African glory for Libyans who risked lives
Libyan footballers risked their lives this year to fulfil Africa Cup of Nations qualifying fixtures and were rewarded with a place at the 2012 tournament.
Tripoli-based stars drove to Tunisia and those living in Benghazi to Egypt while war raged between pro- and anti-Moamer Kadhafi forces for control of the oil-rich north African state.
Unpaid Brazilian coach Manuel Paqueta joined his constantly changing squad in neighbouring countries to prepare for 'home' matches staged by Mali and Egypt and away assignments on the Comoros Islands and in Zambia.
Libya, whose national team was once captained by a son of ousted dictator Kadhafi, won 'homes' games in Bamako and Cairo and drew away twice to claim one of two places reserved for the best group runners-up.
No one played a bigger role in the football fairytale than 39-year-old Samir Aboud, who displayed the agility of a goalkeeper half his age to defy Zambia in a stalemate that sealed Cup of Nations qualification for only the third time.
Botswana and Niger secured places at the biennial CAF football showpiece for the first time against massive odds while defending champions Egypt, Algeria, Cameroon, Nigeria and South Africa were shock casualties.

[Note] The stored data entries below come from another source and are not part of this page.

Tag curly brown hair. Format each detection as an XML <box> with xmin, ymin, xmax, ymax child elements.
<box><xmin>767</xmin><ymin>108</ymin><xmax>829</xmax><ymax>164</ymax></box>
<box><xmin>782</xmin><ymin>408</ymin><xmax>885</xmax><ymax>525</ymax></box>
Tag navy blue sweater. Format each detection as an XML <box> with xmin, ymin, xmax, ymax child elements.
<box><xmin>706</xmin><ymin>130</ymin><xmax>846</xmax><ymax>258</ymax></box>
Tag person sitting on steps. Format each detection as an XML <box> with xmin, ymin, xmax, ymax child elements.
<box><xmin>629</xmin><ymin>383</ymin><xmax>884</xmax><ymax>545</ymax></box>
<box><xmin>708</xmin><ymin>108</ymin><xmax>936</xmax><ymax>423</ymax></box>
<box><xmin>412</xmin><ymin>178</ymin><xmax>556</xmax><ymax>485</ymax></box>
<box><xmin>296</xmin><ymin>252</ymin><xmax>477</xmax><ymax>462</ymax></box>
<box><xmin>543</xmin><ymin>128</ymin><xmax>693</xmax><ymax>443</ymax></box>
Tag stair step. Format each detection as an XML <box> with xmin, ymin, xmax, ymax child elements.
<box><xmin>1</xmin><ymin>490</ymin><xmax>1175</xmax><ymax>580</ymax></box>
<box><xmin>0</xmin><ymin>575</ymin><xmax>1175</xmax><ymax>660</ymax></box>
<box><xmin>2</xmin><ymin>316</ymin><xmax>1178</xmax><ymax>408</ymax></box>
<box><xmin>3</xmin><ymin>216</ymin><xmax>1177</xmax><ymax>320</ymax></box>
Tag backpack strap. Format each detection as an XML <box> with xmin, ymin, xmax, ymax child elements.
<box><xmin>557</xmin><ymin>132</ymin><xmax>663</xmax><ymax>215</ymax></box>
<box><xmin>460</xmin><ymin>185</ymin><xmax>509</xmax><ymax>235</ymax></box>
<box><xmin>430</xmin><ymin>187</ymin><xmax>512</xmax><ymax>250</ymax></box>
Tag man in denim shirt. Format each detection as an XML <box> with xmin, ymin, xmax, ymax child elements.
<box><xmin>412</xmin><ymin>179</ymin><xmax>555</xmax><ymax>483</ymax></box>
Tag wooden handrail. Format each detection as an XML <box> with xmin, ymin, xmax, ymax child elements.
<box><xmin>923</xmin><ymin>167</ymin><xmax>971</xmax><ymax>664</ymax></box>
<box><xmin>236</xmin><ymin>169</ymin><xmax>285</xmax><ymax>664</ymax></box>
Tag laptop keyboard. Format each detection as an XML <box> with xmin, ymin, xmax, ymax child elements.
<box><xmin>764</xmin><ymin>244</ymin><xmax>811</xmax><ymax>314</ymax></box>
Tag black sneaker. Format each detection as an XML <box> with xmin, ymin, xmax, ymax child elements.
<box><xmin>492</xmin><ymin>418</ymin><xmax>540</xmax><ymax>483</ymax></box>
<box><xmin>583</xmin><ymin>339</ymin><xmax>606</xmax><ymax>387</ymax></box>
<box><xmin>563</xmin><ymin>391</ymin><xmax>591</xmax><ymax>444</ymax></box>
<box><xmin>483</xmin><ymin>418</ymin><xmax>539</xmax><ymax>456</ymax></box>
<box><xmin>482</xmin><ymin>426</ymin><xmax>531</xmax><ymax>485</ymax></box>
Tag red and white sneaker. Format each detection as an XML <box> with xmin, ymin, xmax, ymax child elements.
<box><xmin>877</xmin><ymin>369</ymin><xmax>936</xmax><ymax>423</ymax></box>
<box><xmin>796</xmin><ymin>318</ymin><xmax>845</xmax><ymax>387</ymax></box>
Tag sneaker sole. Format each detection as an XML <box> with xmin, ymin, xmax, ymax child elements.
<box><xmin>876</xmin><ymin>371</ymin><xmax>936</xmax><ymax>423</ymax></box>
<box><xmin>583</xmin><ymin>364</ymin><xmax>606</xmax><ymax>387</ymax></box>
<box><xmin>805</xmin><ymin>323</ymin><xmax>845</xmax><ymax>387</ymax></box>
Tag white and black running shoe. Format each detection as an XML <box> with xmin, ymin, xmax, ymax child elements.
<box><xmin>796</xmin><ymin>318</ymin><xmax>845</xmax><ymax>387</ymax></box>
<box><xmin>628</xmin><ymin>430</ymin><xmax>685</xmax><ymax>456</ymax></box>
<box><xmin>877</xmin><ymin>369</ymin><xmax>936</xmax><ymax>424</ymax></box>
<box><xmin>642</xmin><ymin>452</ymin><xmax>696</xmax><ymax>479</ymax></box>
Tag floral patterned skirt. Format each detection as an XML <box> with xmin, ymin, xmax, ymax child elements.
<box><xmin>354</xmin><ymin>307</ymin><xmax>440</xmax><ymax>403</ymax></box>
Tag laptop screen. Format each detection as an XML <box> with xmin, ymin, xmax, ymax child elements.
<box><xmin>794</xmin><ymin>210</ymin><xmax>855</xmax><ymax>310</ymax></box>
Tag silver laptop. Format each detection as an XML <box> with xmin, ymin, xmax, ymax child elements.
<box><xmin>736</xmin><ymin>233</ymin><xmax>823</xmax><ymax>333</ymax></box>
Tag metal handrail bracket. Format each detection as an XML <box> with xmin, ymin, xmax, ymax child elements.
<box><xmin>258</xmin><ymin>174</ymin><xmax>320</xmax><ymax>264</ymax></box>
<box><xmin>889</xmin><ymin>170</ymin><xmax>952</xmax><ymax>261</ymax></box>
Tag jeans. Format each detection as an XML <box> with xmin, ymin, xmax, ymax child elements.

A stunning 1-0 triumph in Tunisia got Botswana off to a perfect start and they lost just once in eight games while a perfect home record enabled Niger to top a pool including South Africa, Sierra Leone and Egypt.

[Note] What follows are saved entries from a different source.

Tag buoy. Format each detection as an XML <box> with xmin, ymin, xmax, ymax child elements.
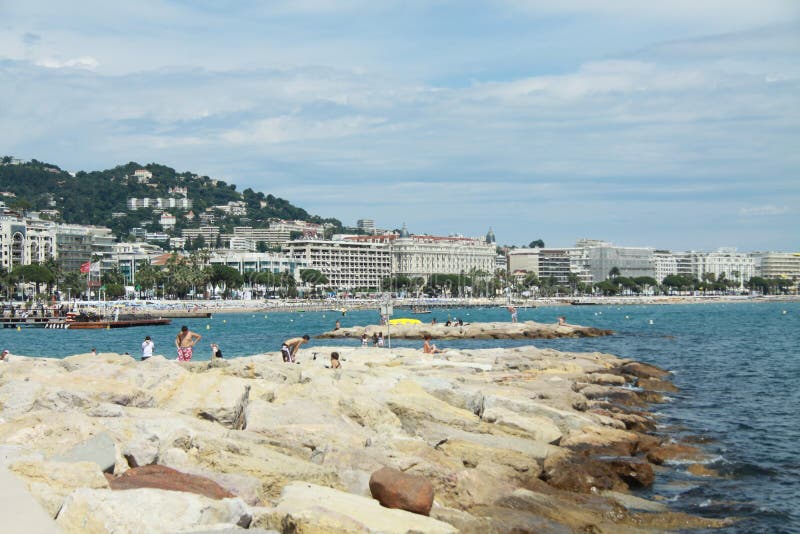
<box><xmin>16</xmin><ymin>326</ymin><xmax>21</xmax><ymax>331</ymax></box>
<box><xmin>106</xmin><ymin>325</ymin><xmax>111</xmax><ymax>330</ymax></box>
<box><xmin>290</xmin><ymin>319</ymin><xmax>294</xmax><ymax>322</ymax></box>
<box><xmin>782</xmin><ymin>310</ymin><xmax>788</xmax><ymax>315</ymax></box>
<box><xmin>625</xmin><ymin>315</ymin><xmax>630</xmax><ymax>319</ymax></box>
<box><xmin>649</xmin><ymin>319</ymin><xmax>654</xmax><ymax>325</ymax></box>
<box><xmin>264</xmin><ymin>315</ymin><xmax>268</xmax><ymax>319</ymax></box>
<box><xmin>322</xmin><ymin>315</ymin><xmax>326</xmax><ymax>318</ymax></box>
<box><xmin>222</xmin><ymin>319</ymin><xmax>226</xmax><ymax>323</ymax></box>
<box><xmin>206</xmin><ymin>324</ymin><xmax>211</xmax><ymax>330</ymax></box>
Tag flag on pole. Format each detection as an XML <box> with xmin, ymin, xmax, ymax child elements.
<box><xmin>80</xmin><ymin>261</ymin><xmax>92</xmax><ymax>273</ymax></box>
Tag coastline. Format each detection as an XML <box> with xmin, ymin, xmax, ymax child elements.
<box><xmin>0</xmin><ymin>343</ymin><xmax>733</xmax><ymax>532</ymax></box>
<box><xmin>72</xmin><ymin>294</ymin><xmax>800</xmax><ymax>318</ymax></box>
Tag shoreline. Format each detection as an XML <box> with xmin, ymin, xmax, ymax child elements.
<box><xmin>60</xmin><ymin>294</ymin><xmax>800</xmax><ymax>317</ymax></box>
<box><xmin>0</xmin><ymin>343</ymin><xmax>733</xmax><ymax>532</ymax></box>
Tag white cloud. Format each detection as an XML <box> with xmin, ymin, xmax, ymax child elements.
<box><xmin>739</xmin><ymin>205</ymin><xmax>791</xmax><ymax>217</ymax></box>
<box><xmin>35</xmin><ymin>56</ymin><xmax>99</xmax><ymax>70</ymax></box>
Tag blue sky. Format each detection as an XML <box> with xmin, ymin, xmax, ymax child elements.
<box><xmin>1</xmin><ymin>1</ymin><xmax>798</xmax><ymax>251</ymax></box>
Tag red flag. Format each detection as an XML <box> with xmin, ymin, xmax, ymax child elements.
<box><xmin>80</xmin><ymin>261</ymin><xmax>91</xmax><ymax>274</ymax></box>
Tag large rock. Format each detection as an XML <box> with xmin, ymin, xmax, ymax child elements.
<box><xmin>369</xmin><ymin>466</ymin><xmax>434</xmax><ymax>516</ymax></box>
<box><xmin>55</xmin><ymin>487</ymin><xmax>251</xmax><ymax>533</ymax></box>
<box><xmin>53</xmin><ymin>432</ymin><xmax>117</xmax><ymax>473</ymax></box>
<box><xmin>153</xmin><ymin>371</ymin><xmax>252</xmax><ymax>428</ymax></box>
<box><xmin>9</xmin><ymin>460</ymin><xmax>109</xmax><ymax>517</ymax></box>
<box><xmin>253</xmin><ymin>481</ymin><xmax>456</xmax><ymax>533</ymax></box>
<box><xmin>108</xmin><ymin>465</ymin><xmax>234</xmax><ymax>499</ymax></box>
<box><xmin>480</xmin><ymin>405</ymin><xmax>563</xmax><ymax>444</ymax></box>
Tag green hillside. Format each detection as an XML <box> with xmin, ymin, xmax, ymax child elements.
<box><xmin>0</xmin><ymin>157</ymin><xmax>342</xmax><ymax>242</ymax></box>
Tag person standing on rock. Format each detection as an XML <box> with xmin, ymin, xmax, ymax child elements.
<box><xmin>211</xmin><ymin>342</ymin><xmax>223</xmax><ymax>359</ymax></box>
<box><xmin>175</xmin><ymin>325</ymin><xmax>201</xmax><ymax>362</ymax></box>
<box><xmin>281</xmin><ymin>335</ymin><xmax>309</xmax><ymax>363</ymax></box>
<box><xmin>508</xmin><ymin>306</ymin><xmax>518</xmax><ymax>323</ymax></box>
<box><xmin>141</xmin><ymin>336</ymin><xmax>154</xmax><ymax>361</ymax></box>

Chasing a record fourth consecutive title, Egypt relied too heavily on ageing icons like Essam El Hadary, Wael Gomaa and Mohamed Aboutreika and the lone win came when they were ditched in favour of under-23 stars at home to Niger.

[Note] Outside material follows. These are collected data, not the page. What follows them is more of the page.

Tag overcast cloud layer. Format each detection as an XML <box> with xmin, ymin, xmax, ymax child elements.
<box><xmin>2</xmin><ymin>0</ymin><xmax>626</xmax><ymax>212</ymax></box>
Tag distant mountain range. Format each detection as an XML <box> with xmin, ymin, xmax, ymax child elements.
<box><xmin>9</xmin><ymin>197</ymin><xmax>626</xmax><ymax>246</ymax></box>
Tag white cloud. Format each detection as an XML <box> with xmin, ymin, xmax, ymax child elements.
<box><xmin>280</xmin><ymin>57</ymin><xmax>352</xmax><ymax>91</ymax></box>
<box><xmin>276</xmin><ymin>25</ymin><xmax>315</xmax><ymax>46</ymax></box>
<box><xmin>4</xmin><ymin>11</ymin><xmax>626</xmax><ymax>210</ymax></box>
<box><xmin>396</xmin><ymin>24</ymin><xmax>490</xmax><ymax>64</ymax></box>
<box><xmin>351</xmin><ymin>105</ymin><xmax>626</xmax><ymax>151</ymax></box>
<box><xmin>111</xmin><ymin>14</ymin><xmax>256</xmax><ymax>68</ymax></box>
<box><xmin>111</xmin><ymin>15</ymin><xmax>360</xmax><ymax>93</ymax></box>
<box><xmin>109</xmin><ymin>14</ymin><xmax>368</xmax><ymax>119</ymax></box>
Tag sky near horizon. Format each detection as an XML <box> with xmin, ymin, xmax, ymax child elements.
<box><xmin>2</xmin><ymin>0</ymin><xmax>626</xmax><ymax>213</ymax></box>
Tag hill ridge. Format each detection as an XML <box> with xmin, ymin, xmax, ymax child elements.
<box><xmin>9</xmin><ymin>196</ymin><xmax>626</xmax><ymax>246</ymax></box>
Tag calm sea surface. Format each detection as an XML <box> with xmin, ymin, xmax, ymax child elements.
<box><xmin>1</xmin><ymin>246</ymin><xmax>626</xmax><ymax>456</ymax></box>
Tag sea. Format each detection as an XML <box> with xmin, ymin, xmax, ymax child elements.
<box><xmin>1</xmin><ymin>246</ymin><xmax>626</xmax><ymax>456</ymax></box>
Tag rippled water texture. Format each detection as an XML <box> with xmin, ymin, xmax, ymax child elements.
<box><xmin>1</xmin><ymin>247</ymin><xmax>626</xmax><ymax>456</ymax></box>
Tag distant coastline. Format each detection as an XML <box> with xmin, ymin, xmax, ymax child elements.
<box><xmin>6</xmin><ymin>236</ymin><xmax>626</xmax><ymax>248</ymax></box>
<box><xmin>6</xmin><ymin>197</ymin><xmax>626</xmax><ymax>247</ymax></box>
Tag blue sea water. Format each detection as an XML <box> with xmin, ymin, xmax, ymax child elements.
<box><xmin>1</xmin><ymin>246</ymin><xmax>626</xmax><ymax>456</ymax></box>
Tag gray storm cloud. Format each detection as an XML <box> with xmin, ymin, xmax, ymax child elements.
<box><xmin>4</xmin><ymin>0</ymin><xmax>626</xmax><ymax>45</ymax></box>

Samuel Eto'o had a rare miss from the penalty spot as Cameroon took only one point off resurgent Senegal and finished a distant second while Nigeria failed after conceding a stoppage-time equaliser at home against Guinea.
South Africa became an African football laughing stock as they 'celebrated' qualification after a home draw with Sierra Leone, believing goal difference separated teams only to discover later that the head-to-head rule applied.
Algeria were the fourth 2010 World Cup qualifier after Cameroon, Nigeria and hosts South Africa to miss out on the Cup of Nations after a terrible start saw them held by Tanzania and lose in the Central African Republic.
Ivory Coast emerged the most impressive qualifiers for the January 21-February 12 tournament in Gabon and Equatorial Guinea after winning all six mini-league games as Benin and Rwanda offered surprisingly feeble resistance.
The Ivorians topped the monthly FIFA rankings as the year drew to a close followed by Ghana, Algeria, Egypt, Nigeria, Senegal, Cameroon, South Africa, surprise side Cape Verde Islands and Tunisia.
A Tunisian revolution that ended with ruler Zine El Abidine Ben Ali fleeing to Saudi Arabia was followed by a home-based national side winning the second African Nations Championship thanks to a 3-0 hiding of Angola in Sudan.
Gabon were shock winners of the first CAF under-23 championship after beating hosts Morocco, Nigeria overcame Cameroon to claim the youth title and Burkina Faso turned party-poopers to defeat home side Rwanda for the junior crown.
Tunisia and Morocco supplied the four finalists in the CAF club competitions with Esperance edging Wydad Casablanca for the Champions League title and Moghreb Fes pipping Club Africain on penalties for the Confederation Cup.
Esperance talked big ahead of the FIFA Club World Cup in Japan only to finish sixth of seven starters followng losses to Qataris Al-Sadd and Mexicans Monterrey and their unruly supporters caused embarrassment in the stands.
Veteran Egypt midfielder Ahmed Hassan equalled the 178-cap record of retired Saudi Arabia goalkeeper Mohammed Al Deayea when he came on as a substitute against Brazil in Doha.
Most African football followers would instantly recognise Hassan, the swarthy 'general' in his mid-30s with movie-star looks, but the same cannot be said of Botswana striker Jerome Ramatlhakwane.
Despite little game time because of a dispute with his South African club, he rewarded the endless faith of national coach Stanley Tshosane by scoring five of the seven goals that propelled his country to the Cup of Nations.